From: Maarten Lankhorst <maarten.lankhorst@linux.intel.com>
To: "Thomas Hellström" <thomas.hellstrom@linux.intel.com>,
intel-xe@lists.freedesktop.org
Subject: Re: [Intel-xe] [PATCH 4/5] drm/xe: Prevent evicting for page tables
Date: Mon, 29 May 2023 17:11:10 +0200 [thread overview]
Message-ID: <30734f17-58d0-bf50-ac83-dc4e7d65550d@linux.intel.com> (raw)
In-Reply-To: <5fece445-89eb-0e97-e934-1c896fb27bd7@linux.intel.com>
Hey,
On 2023-05-29 17:02, Thomas Hellström wrote:
>
> On 5/29/23 15:44, Maarten Lankhorst wrote:
>> On 2023-05-26 14:35, Thomas Hellström wrote:
>>> On 5/26/23 14:11, Maarten Lankhorst wrote:
>>>> When creating page tables from xe_exec_ioctl, we may end up freeing
>>>> memory we just validated. To be certain this does not happen, do not
>>>> allow the current reservation to be evicted from the ioctl.
>>>>
>>>> Callchain:
>>>> [ 109.008522] xe_bo_move_notify+0x5c/0xf0 [xe]
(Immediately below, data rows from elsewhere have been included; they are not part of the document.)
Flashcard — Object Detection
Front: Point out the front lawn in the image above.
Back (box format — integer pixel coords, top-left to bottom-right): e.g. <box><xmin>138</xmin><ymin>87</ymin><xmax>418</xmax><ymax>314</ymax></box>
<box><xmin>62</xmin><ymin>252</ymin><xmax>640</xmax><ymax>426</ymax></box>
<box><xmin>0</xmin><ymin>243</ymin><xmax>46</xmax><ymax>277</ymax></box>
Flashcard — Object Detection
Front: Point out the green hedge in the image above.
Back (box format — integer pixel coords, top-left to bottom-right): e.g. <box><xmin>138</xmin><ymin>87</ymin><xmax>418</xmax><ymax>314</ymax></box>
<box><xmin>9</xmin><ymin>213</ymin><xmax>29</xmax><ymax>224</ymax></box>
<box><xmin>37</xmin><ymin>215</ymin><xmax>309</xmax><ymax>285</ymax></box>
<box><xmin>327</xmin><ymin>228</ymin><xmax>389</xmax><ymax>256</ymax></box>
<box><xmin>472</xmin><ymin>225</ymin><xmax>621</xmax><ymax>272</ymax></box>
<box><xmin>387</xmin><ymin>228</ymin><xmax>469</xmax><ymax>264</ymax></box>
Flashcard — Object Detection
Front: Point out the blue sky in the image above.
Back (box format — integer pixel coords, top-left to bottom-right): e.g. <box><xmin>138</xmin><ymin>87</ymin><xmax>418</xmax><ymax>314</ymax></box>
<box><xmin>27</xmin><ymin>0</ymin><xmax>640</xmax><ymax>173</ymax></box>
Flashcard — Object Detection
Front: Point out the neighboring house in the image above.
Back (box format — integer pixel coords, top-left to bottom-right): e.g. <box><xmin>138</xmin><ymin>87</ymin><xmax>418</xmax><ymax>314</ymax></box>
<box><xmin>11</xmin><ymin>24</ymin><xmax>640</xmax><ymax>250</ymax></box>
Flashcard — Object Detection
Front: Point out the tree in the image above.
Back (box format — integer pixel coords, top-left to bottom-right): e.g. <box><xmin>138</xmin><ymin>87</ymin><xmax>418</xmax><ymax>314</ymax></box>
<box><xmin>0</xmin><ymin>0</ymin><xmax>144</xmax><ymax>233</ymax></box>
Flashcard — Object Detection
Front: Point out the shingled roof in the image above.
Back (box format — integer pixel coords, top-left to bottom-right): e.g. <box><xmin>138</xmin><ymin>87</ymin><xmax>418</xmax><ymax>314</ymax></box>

>>>> [ 109.008548] xe_bo_move+0x90/0x510 [xe]
>>>> [ 109.008573] ttm_bo_handle_move_mem+0xb7/0x170 [ttm]
>>>> [ 109.008581] ttm_bo_swapout+0x15e/0x360 [ttm]
>>>> [ 109.008586] ttm_device_swapout+0xc2/0x110 [ttm]
>>>> [ 109.008592] ttm_global_swapout+0x47/0xc0 [ttm]
>>>> [ 109.008598] ttm_tt_populate+0x7a/0x130 [ttm]
>>>> [ 109.008603] ttm_bo_handle_move_mem+0x160/0x170 [ttm]
>>>> [ 109.008609] ttm_bo_validate+0xe5/0x1d0 [ttm]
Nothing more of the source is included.